What would you think of me if I told you I didn’t know every single wood infesting bug that is out there or that may be in your home? Would you think of me as unqualified to service your home or inspect for termites? I’m sure (well I hope anyway) you’d say “oh no one knows it all and there are way too many bugs for that.” In reality people expect termite inspectors to know the bugs that could eat their investment and rightfully so. I feel confident in saying that most inspectors can and do identify what is considered a wdo (wood destroying organism) however, termite inspectors are not mandated to know every insect or circumstance in which a non wdo is found in the wood of your structure and that is where customers can become disillusioned with their inspection results.
Like so many other termite companies across America I get calls for termite inspections almost every single day for the purpose of the sale or refinancing of a home. To be more accurate the report includes other, ‘re-infesting, wood destroying insects and organisms‘ as well as termites and should I find anything that fits the definition it is my job to report this on the appropriate form to the person who requested the work. In the end I’ve done my job and any action needed on the basis of my report can be taken at that time. Where the problem comes in is when I find non ‘re-infesting, wood dwelling insects or organisms.’ Am I responsible to put these findings on the report? Am I obligated to know exactly what that something is? Now just what is a termite inspectors responsibility then?
Boy I’ve got a lot of questions here and in reality I’m only using them to illustrate a point. No one would argue that if I found fleas orroaches that this wouldn’t go on the report because they do not damage the wood. There are however a number of bugs or organisms you can find on or in a stud, floor joist or wood siding that also have no effect and cause no reoccurring damage but still the customer almost always demands that you explain what it is and where it came from. The scope of the inspection however only includes certain insects or organisms and state agencies mandate that an inspector have adequate knowledge of those pests on the list and not every other possible bug it could be. As I stated in the beginning, no one knows every bug, organism or possible cause of damaged wood and at times all the inspector can do is tell you what it is not and this should suffice but it rarely does.

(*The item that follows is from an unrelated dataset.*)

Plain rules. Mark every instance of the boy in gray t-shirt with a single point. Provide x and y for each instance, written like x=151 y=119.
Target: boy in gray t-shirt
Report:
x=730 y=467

Over the years I have been called out to explain some really strange things, some I’ve figured out and others were left unanswered. One man threatened to sue me for damaged wood on a truss in the attic and it turned out to be chain marks from when the trusses were fastened to the delivery truck that brought them in. On the other end of that spectrum I’ve also been called an s.o.b. for reporting subterranean termite tunneling and damage to a roof truss high in the attic that obviously occurred while the truss was laying on the ground too long waiting for the men to install it and the termites took advantage. In both cases the circumstances made no sense but the report is a simple yes or no question yet the poor bug man is left to not only know what caused the problem but just how it came about.
Then there are the many insects that burrow or live in the wood but are not considered wood destroying and while they technically cause damage, they are not on the list of wood destroying insects so they are not to be noted. They may make holes in the wood, or travel up and down making squiggly little hewed out trails but still are no threat because once they exit they do not return. Examples of these might be one of the many bark borers whose evidence wasn’t quite cut out of the wood at the mill. Wood wasps that will drill into a timber to lay an egg leaving a 1/4 inch hole. Even the flat head borer that can live in wood for two years is considered non re-infesting so there’s no place for him in the wdo inspection.
In the medical field Doctors narrow down what ails you by finding out what isn’t the problem. They call this process “ruling out.” Basically they look at signs or symptoms and if what they’re looking at doesn’t fit in the parameters of what they’re looking for they rule that problem out and move on to the next possibility. In termite inspections we also rule things out. For example, we may have a exit hole in the wood packed with dull looking frass but with the absence of mud we rule out subterranean termites. The hole is larger than a BB so we cross off powder post beetles and move on ruling out carpenter bees drywood termites etc. We also know that the wood is a hard wood so we can cross out old house borers and we run through the evidence until we’ve either concluded what the bug is or more importantly, what it isn’t. In this example the offending bug would be the flathead borer and is not on our wood destroying insect list so we simply do not put it on the report. Now if we didn’t know about the flathead borer biology or some other strange thing we’re examining but we were still able to rule out wdo’s then our task would still be complete. (this principle is especially useful for wood decaying fungus)
Of course it pays to know all the insects and their signs we can but it really is more important to understand completely the insects that we are charged with finding. I take every opportunity to learn all I can when I get stumped but I don’t lose any sleep on the accuracy of my report because while I may not know what a particular insect is, I do know what it isn’t.